I really need to get out of this house.

I just got back from dropping my dad off at the body shop. He's picking up the van from its umpteenth repair job this week. The power steering keeps blowing out. The van's 20 years old and has a fervent death wish, but we're trying to nurse it along another year, till my sister graduates. On the way there dad starts talking about my trip to California, warning me to "be careful" of "those people out there." My dad is a highly cynical and suspicious kind of guy, and has always been very protective his baby girl. I can't blame my parents for being a little skeptical; they don't know RC at all, so their daughter running off to California, a strange and wicked place to most midwesterners, with a total stranger who's paying her way, sounds a little sketchy.
I tried to reassure him; I've known RC since college, we're very good friends, she's a very kind and generous person, you'd like her. If anything, I'm worried about taking advantage of her.
That seemed to satisfy him a bit. Then he starts telling me about his time in California, in the late 60s, when he was stationed in L.A., going through Marine Corps training before being shipped out to Vietnam.
"You can't trust these Californians, I mean they were crazy back in the 60s! I had a gay guy try to pick me up once. I told him no, no way. He tried to give me a ride back to San Diego--'It's 90 miles back, I got a great sound system'. I told him 'Listen buddy, they told us in bootcamp not to hurt people like you but if you don't back off I'm going to forget about that rule'. Ha ha!"

And I'm just sitting there wondering what the moral of this story is supposed to be. Stay away from scary predatory homos? Don't trust bigoted Marines? Your daddy is a supporting and tolerant guy because he thought about bashing a creepy faggot but decided against it? Did he somehow forget that his daughter is a lesbian even though I told him I'm excited to be going to Pride?

Do you see why I have to get the fuck out of here? I don't know what's going on here. I have a close, loving relationship with my parents, but shit like this keeps happening. Is this his lame ass attempt to bond with me on some common ground--my daughter's gay, my only experience of gay people is that time I threatened that fairy? Sometimes I think my parents have gone into denial. They keep saying how they love me and they just want my happiness, but there's this 200 pound gorilla in the room. They never expected to have a gay child, they have no experience with queer people, they refuse to go to PFLAG or talk to someone or educate themselves. They're perfectly fine with me being gay as long as they don't have see any evidence of it. This is how we handle problems in my family, by pretending they don't exist. If we don't talk about them long enough, they'll go away.

I need to have a talk with my parents, but I can't do it while I'm living in their house. We both need the safety of distance.
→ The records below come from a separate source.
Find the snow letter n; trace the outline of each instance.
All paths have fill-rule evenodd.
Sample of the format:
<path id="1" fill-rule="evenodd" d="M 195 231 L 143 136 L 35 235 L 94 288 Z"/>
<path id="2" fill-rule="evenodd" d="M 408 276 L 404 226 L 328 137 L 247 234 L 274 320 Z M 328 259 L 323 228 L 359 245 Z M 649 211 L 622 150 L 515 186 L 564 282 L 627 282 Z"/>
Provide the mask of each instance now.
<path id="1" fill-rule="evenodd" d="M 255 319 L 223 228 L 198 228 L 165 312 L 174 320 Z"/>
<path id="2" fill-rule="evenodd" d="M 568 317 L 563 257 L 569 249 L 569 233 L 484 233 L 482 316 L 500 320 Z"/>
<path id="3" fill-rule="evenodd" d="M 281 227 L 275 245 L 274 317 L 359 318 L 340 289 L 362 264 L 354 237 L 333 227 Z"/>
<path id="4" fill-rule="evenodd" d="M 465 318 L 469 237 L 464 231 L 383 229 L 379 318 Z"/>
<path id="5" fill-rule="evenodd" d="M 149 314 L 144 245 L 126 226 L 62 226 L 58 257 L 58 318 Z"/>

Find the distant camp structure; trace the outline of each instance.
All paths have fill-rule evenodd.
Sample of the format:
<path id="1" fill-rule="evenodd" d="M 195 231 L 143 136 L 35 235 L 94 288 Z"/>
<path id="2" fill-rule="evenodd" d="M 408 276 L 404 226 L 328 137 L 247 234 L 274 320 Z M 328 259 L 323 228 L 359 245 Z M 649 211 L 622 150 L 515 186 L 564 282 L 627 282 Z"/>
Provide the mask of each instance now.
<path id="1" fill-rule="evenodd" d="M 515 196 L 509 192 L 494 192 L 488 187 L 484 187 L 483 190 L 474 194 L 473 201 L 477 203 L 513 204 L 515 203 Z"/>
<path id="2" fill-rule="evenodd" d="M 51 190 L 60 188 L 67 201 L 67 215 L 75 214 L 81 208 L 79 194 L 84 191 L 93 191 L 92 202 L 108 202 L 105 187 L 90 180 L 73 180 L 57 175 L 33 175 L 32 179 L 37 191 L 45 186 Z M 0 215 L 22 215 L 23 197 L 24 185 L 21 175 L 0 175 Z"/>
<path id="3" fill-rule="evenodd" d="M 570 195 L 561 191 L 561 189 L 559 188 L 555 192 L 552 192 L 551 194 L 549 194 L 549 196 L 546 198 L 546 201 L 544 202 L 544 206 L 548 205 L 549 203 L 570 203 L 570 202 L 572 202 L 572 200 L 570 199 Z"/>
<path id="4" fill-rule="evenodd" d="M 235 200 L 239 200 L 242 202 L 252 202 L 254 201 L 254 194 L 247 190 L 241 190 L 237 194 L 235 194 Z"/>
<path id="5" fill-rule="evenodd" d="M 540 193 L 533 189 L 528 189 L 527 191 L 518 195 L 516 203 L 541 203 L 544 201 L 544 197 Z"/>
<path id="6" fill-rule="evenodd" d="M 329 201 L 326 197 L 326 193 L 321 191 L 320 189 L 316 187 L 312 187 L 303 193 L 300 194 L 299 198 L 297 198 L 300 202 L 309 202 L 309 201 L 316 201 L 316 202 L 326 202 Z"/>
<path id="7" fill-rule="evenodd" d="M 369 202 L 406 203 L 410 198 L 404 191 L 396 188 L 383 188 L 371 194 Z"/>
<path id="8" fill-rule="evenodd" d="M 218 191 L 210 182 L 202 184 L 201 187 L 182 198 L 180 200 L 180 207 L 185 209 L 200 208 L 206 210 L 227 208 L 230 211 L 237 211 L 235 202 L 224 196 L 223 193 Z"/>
I'm going to be soooo dykey in San Francisco. Maybe I'll get a buzzcut and a tattoo. My family thinks I'm a freak anyway, might as well go whole hog.

3 Comments:

At 2:07 PM, Blogger Sfrajett said...

If you get a tattoo, you have to post it on your blog. Have fun!

 
At 10:19 AM, Blogger reasonably prudent poet said...
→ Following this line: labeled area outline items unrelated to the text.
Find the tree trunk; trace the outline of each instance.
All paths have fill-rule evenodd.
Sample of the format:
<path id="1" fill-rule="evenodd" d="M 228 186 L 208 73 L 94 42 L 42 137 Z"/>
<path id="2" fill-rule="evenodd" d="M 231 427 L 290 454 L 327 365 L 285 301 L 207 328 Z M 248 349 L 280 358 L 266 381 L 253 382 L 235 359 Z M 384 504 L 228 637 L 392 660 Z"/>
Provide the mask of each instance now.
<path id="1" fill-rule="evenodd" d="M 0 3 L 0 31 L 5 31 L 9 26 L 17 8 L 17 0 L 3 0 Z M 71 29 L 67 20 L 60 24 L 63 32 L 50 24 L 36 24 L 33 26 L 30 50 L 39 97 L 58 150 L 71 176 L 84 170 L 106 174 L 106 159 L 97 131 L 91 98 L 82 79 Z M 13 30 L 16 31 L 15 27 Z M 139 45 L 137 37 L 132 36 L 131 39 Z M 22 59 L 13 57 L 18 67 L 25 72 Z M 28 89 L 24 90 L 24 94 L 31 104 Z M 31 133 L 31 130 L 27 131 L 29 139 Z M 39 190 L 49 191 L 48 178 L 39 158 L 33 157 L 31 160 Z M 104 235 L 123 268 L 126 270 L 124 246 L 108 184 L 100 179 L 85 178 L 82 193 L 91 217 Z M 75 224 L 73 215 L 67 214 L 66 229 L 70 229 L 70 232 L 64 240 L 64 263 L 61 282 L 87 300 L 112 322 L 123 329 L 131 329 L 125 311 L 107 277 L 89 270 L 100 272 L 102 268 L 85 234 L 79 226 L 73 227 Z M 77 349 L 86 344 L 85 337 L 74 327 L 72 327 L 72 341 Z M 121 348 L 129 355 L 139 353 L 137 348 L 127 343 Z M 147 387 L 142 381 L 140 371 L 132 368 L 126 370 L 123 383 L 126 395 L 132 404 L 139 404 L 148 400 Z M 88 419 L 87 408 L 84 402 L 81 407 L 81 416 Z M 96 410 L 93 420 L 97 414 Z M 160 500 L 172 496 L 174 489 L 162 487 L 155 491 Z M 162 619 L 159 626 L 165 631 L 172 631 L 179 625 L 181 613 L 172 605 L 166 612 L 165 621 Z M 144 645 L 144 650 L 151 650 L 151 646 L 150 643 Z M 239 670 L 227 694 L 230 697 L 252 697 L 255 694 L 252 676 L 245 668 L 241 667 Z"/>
please, if you get a tattoo inspired by the desire to have a really dykey weekend, try ever so hard not to get some cheesey queer cliche permanently etched into your skin, like a rainbow striped dolphin or something like that. you will regret it. i swear. (and no, i'm not speaking from experience, i've just seen way too many embarrassingly tacky rainbow tattoos in my day... remember, it's *art* you're putting on your body. art!)

 
At 11:10 AM, Blogger Andygrrl said...

hm. So, you're saying, don't go with purple combination labrys/womyn symbol? ;-)

Don't worry, one of the advantages of poverty is that it keeps you from committing egregious body modification decisions.